2013-05-01 Thread Gus Correa

Maybe start the data exchange by sending a (presumably short)
list/array/index-function of the dirty/not-dirty blocks status
(say, 0=not-dirty,1=dirty),
then putting if conditionals before the Isend/Irecv so that only
dirty blocks are exchanged?

I hope this helps,
Gus Correa



On 05/01/2013 01:28 PM, Thomas Watson wrote:

Hi,

I have a program where each MPI rank hosts a set of data blocks. After
doing computation over *some of* its local data blocks, each MPI rank
needs to exchange data with other ranks. Note that the computation may
involve only a subset of the data blocks on a MPI rank. The data
exchange is achieved at each MPI rank through Isend and Irecv and then
Waitall to complete the requests. Each pair of Isend and Irecv exchanges
a corresponding pair of data blocks at different ranks. Right now, we do
Isend/Irecv for EVERY block!

The idea is that because the computation at a rank may only involves a
subset of blocks, we could mark those blocks as dirty during the
computation.
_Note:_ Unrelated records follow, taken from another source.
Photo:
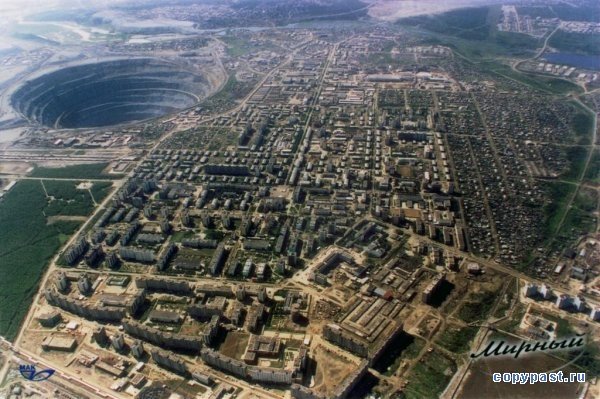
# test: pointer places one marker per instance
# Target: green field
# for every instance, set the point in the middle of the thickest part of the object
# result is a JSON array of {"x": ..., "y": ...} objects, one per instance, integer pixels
[
  {"x": 477, "y": 307},
  {"x": 27, "y": 243},
  {"x": 457, "y": 339},
  {"x": 555, "y": 209},
  {"x": 430, "y": 376},
  {"x": 592, "y": 175},
  {"x": 575, "y": 42},
  {"x": 84, "y": 171},
  {"x": 473, "y": 32}
]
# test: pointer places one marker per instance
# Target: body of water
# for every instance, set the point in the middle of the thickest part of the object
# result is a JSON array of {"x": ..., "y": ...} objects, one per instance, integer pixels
[{"x": 591, "y": 62}]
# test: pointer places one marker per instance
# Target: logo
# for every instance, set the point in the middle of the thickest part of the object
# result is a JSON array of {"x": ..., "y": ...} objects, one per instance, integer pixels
[
  {"x": 501, "y": 348},
  {"x": 28, "y": 372}
]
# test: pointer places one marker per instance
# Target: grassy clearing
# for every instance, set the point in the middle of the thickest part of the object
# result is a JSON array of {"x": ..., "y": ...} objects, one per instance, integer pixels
[
  {"x": 66, "y": 199},
  {"x": 592, "y": 175},
  {"x": 580, "y": 43},
  {"x": 457, "y": 339},
  {"x": 100, "y": 190},
  {"x": 405, "y": 346},
  {"x": 27, "y": 243},
  {"x": 477, "y": 307},
  {"x": 555, "y": 209},
  {"x": 84, "y": 171},
  {"x": 430, "y": 376},
  {"x": 576, "y": 157},
  {"x": 538, "y": 82}
]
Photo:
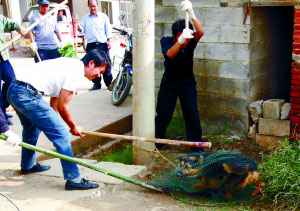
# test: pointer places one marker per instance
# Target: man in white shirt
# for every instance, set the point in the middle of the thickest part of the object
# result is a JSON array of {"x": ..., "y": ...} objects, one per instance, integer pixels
[
  {"x": 97, "y": 30},
  {"x": 59, "y": 80}
]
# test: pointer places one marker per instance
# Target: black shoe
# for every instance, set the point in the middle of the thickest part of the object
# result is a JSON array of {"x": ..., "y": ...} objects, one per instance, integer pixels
[
  {"x": 83, "y": 185},
  {"x": 36, "y": 168},
  {"x": 9, "y": 122},
  {"x": 95, "y": 87}
]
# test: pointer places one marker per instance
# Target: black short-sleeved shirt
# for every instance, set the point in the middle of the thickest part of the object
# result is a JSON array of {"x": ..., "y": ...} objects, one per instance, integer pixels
[{"x": 179, "y": 70}]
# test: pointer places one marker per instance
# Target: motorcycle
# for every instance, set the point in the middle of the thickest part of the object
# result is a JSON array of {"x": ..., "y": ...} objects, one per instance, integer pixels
[{"x": 123, "y": 80}]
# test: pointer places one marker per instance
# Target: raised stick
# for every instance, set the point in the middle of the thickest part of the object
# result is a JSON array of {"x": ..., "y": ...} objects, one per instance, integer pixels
[
  {"x": 160, "y": 141},
  {"x": 33, "y": 25}
]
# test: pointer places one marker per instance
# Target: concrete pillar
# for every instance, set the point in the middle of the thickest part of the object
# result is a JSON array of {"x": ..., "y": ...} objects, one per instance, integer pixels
[{"x": 143, "y": 79}]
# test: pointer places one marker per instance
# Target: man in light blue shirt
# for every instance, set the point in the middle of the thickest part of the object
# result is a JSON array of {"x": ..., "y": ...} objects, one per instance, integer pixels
[
  {"x": 45, "y": 32},
  {"x": 97, "y": 29}
]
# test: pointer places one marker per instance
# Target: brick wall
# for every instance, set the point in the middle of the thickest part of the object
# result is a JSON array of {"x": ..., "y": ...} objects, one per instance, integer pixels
[
  {"x": 295, "y": 77},
  {"x": 234, "y": 63}
]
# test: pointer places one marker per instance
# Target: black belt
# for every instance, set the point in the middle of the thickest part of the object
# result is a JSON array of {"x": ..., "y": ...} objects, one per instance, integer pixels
[{"x": 28, "y": 86}]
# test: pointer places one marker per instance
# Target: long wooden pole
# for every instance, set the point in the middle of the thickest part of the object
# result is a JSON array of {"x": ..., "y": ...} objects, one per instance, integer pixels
[
  {"x": 85, "y": 164},
  {"x": 33, "y": 25},
  {"x": 161, "y": 141}
]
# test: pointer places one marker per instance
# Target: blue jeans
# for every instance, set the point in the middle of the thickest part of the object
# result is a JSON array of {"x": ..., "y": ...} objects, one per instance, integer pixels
[
  {"x": 7, "y": 75},
  {"x": 36, "y": 115}
]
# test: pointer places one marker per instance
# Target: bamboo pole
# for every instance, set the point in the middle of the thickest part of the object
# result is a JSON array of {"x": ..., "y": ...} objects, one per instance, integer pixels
[
  {"x": 76, "y": 35},
  {"x": 33, "y": 25},
  {"x": 85, "y": 164},
  {"x": 38, "y": 55},
  {"x": 161, "y": 141}
]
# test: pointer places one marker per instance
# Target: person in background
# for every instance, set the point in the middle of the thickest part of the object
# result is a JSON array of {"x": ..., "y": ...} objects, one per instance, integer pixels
[
  {"x": 61, "y": 16},
  {"x": 58, "y": 78},
  {"x": 43, "y": 40},
  {"x": 97, "y": 29},
  {"x": 7, "y": 74},
  {"x": 178, "y": 79}
]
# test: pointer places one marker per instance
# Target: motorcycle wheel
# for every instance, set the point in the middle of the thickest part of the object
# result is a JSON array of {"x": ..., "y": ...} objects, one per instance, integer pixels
[{"x": 121, "y": 90}]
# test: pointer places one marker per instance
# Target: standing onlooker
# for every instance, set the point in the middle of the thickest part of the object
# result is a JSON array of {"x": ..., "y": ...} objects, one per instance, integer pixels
[
  {"x": 97, "y": 29},
  {"x": 7, "y": 74},
  {"x": 43, "y": 39},
  {"x": 178, "y": 79}
]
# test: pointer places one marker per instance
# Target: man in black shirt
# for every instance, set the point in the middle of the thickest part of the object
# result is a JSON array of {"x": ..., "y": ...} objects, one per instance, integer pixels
[{"x": 178, "y": 79}]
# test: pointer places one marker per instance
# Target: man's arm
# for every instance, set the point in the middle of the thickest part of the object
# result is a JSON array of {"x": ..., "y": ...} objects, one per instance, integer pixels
[
  {"x": 59, "y": 37},
  {"x": 187, "y": 6},
  {"x": 173, "y": 51},
  {"x": 199, "y": 29},
  {"x": 64, "y": 100},
  {"x": 31, "y": 37}
]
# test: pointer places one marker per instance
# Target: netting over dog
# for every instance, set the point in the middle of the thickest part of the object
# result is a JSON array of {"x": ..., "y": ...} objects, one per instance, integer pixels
[{"x": 220, "y": 174}]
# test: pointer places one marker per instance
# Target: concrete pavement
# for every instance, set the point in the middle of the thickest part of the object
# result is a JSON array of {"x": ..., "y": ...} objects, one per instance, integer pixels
[{"x": 45, "y": 191}]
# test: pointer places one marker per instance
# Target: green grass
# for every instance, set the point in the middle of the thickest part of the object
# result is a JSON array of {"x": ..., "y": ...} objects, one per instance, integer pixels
[
  {"x": 123, "y": 156},
  {"x": 281, "y": 173}
]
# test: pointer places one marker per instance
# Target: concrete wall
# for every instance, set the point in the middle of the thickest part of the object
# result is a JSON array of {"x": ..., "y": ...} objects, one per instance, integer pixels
[{"x": 232, "y": 62}]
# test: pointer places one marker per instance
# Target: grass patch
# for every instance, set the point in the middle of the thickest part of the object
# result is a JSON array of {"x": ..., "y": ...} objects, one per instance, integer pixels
[
  {"x": 119, "y": 156},
  {"x": 281, "y": 173}
]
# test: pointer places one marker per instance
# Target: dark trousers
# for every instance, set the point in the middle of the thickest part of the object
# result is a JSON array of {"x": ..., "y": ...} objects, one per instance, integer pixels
[
  {"x": 7, "y": 75},
  {"x": 47, "y": 54},
  {"x": 166, "y": 102},
  {"x": 107, "y": 76}
]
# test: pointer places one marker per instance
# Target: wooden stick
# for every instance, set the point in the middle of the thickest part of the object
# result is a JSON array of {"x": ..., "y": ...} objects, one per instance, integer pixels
[
  {"x": 33, "y": 25},
  {"x": 186, "y": 19},
  {"x": 160, "y": 141},
  {"x": 86, "y": 164},
  {"x": 76, "y": 36}
]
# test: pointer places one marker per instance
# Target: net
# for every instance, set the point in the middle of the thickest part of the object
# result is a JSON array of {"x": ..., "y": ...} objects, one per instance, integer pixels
[{"x": 219, "y": 174}]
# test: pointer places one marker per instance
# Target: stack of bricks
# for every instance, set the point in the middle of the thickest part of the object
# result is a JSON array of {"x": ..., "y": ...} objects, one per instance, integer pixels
[
  {"x": 272, "y": 129},
  {"x": 295, "y": 78}
]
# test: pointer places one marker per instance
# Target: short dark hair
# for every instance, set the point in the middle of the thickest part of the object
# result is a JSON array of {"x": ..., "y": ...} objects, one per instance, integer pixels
[
  {"x": 99, "y": 57},
  {"x": 94, "y": 0},
  {"x": 179, "y": 25}
]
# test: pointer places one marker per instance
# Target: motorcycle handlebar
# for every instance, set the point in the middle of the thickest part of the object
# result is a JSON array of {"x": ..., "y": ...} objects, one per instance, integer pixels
[{"x": 123, "y": 32}]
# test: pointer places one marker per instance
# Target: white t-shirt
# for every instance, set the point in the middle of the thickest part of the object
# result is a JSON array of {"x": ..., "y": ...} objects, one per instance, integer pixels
[{"x": 50, "y": 76}]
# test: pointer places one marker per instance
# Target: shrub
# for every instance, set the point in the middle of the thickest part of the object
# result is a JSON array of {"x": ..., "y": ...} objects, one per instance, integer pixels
[{"x": 281, "y": 173}]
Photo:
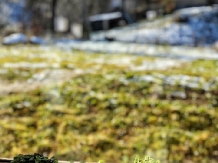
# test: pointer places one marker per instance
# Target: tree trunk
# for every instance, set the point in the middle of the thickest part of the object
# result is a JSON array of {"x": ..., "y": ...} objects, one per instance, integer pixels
[{"x": 53, "y": 7}]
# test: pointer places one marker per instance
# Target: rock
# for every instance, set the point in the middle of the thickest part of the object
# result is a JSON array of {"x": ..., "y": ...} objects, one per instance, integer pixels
[
  {"x": 17, "y": 38},
  {"x": 36, "y": 40}
]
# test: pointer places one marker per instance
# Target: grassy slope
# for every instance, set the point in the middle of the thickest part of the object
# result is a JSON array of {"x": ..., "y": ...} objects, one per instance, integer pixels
[{"x": 104, "y": 113}]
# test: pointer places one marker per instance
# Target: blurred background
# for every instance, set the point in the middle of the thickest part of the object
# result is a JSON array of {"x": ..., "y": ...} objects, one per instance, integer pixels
[{"x": 90, "y": 80}]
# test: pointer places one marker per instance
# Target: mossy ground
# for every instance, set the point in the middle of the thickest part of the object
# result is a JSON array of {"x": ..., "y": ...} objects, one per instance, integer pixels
[{"x": 94, "y": 108}]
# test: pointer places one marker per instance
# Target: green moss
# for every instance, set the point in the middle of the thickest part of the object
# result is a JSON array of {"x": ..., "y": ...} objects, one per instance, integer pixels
[{"x": 106, "y": 113}]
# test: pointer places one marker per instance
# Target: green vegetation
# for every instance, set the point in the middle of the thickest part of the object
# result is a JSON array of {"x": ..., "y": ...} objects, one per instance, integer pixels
[
  {"x": 35, "y": 158},
  {"x": 146, "y": 159},
  {"x": 95, "y": 106}
]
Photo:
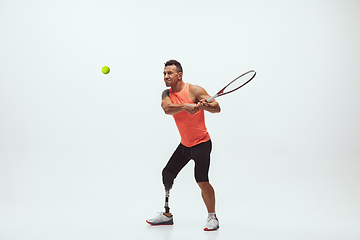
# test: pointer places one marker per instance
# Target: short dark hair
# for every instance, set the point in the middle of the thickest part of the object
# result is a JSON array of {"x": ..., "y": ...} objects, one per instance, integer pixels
[{"x": 176, "y": 63}]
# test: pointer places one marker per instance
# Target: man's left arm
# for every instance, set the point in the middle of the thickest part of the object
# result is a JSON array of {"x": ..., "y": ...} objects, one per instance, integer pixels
[{"x": 201, "y": 95}]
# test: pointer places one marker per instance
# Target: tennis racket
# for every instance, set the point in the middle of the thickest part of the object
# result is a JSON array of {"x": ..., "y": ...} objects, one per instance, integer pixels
[{"x": 235, "y": 84}]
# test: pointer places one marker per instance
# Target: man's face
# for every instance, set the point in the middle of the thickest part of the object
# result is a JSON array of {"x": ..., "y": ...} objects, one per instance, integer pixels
[{"x": 171, "y": 76}]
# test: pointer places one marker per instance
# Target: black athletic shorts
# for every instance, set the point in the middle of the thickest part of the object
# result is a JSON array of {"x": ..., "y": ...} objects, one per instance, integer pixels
[{"x": 199, "y": 153}]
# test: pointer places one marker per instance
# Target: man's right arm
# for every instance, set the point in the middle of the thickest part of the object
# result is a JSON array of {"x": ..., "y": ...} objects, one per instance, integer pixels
[{"x": 171, "y": 108}]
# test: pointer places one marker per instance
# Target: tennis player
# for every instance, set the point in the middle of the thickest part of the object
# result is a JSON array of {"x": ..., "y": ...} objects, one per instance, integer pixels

And to reduce data exchange bandwidth, we could only
exchanges those *dirty* pairs across ranks.

The problem is: if a rank does not compute on a block 'm', and if it
does not call Isend for 'm', then the receiving rank must somehow know
this and either a) does not call Irecv for 'm' as well, or b) let Irecv
for 'm' fail gracefully.

My questions are:
1. how Irecv will behave (actually how MPI_Waitall will behave) if the
corresponding Isend is missing?

2. If we still post Isend for 'm', but because we really do not need to
send any data for 'm', can I just set a "flag" in Isend so that
MPI_Waitall on the receiving side will "cancel" the corresponding Irecv
immediately? For example, I can set the count in Isend to 0, and on the
receiving side, when MPI_Waitall see a message with empty payload, it
reclaims the corresponding Irecv? In my code, the correspondence between
a pair of Isend and Irecv is established by a matching TAG.

Thanks!

Jacky


___
users mailing list
us...@open-mpi.org
http://www.open-mpi.org/mailman/listinfo.cgi/users




Re: [OMPI users] How to reduce Isend & Irecv bandwidth?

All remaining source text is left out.